Read’s stance is stronger. “The strategy of Just Stop Oil and Insulate Britain has been backfiring,” he says. “People who are going to engage in non-violent direct action now need to think really carefully about how to do so in a way that doesn’t turn people off.”
How to turn people on to climate action, however, remains hard to pin down. Among the near-term challenges CMP has identified is “making the climate majority aware of itself”. This is a global problem. Even in the United States, where a majority of voters elected an overtly climate-denying administration, 72 per cent of Americans accept that “global warming is happening” and 60 per cent think Congress “should do more to address global warming”. In the UK, 80 per cent are concerned about climate change and even more (84 per cent) agree that collective action can help reduce climate change. Most of us, however, underestimate the number of people who think the same. A 2022 study published in Nature found that between 80 per cent and 90 per cent of Americans underestimate the climate concern of their peers. In other words, “I care, but others don’t, so why bother”. Bringing these people together is where the hard work must now be focussed, say Read and Lucas.
This shared mission has attracted funding from unnamed individual donors, organisations including the Open Society Foundation, and online crowdfunding drives. Some of this has gone towards the CMP’s incubator, which offers seed funding for climate community projects. Beneficiaries have included Postcode Revolution (strapline: “what if we talked to our neighbours?”), Cadence Roundtable (think LinkedIn for climate concerned professionals) and Wild Card, a “grassroots” (pun presumably intended) movement helping big landowners to rewild their land.
The first in-person Climate Majority Forum took place on 15th and 16th March in London, with workshops and presentations for “anyone who resonates with what the CMP is advocating”.
Which all sounds very good and very noble—but is it all enough? Read’s book includes a section on “goodbye to 1.5”. The Paris agreement is dead in the water; a permanently changed climate is here; emissions are increasing, not being curbed. Perhaps sensing my wish for optimism, Lucas explains that community cohesion uniting across disparate demographics is already evident, from “the local football club to the local book club”.

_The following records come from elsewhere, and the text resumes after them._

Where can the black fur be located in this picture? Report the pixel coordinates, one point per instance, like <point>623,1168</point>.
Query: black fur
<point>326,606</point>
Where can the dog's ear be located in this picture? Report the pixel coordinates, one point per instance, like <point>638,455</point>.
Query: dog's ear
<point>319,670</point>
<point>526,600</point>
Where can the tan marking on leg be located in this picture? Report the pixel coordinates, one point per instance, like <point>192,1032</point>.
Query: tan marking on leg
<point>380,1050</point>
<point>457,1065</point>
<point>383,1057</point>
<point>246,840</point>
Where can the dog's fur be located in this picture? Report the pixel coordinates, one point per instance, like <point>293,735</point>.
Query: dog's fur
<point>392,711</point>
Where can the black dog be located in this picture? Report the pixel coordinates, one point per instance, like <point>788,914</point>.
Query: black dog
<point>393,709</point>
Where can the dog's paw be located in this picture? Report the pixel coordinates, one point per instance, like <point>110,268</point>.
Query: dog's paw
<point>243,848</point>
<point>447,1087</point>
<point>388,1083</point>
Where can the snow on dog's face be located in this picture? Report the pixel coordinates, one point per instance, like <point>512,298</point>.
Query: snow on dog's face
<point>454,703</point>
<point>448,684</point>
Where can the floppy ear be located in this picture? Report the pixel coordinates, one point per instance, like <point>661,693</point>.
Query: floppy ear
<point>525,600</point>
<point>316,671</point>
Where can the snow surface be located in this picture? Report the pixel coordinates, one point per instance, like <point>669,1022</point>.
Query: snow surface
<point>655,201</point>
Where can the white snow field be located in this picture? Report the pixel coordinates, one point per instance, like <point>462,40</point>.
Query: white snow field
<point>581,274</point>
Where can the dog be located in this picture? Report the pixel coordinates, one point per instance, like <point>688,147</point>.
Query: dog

We know how to organise around a shared passion—but to date the focus of climate action has been too abstract, on CO2, an invisible gas. If activists switch attention to greening local communities, to food security and to the protection of nature, “that’s the way to bring climate action to people’s everyday lives in a way that is tangible”, Lucas says. In fact, adds Read, “the actual work will barely mention the word climate”.
I still ask for a rallying cry. “Come to our website and see the diversity of the stuff that we do”, offers Read, bloodlessly. “There is no one simple call to action. Rather, the call is to find your place and add your unique talents.”
I wanted to end our conversation—and this column—with a clear view of how The Climate Majority Project will mobilise the masses. I ended up none the wiser. But perhaps that’s the point. Until most of us do something, and re-orientate our lives towards climate action, we won’t have the answers. It’s up to all of us to change.
With that, the call must end. Read is eager to tend to his vegetable small holding. Growing our own food is something we might all need to do, soon enough.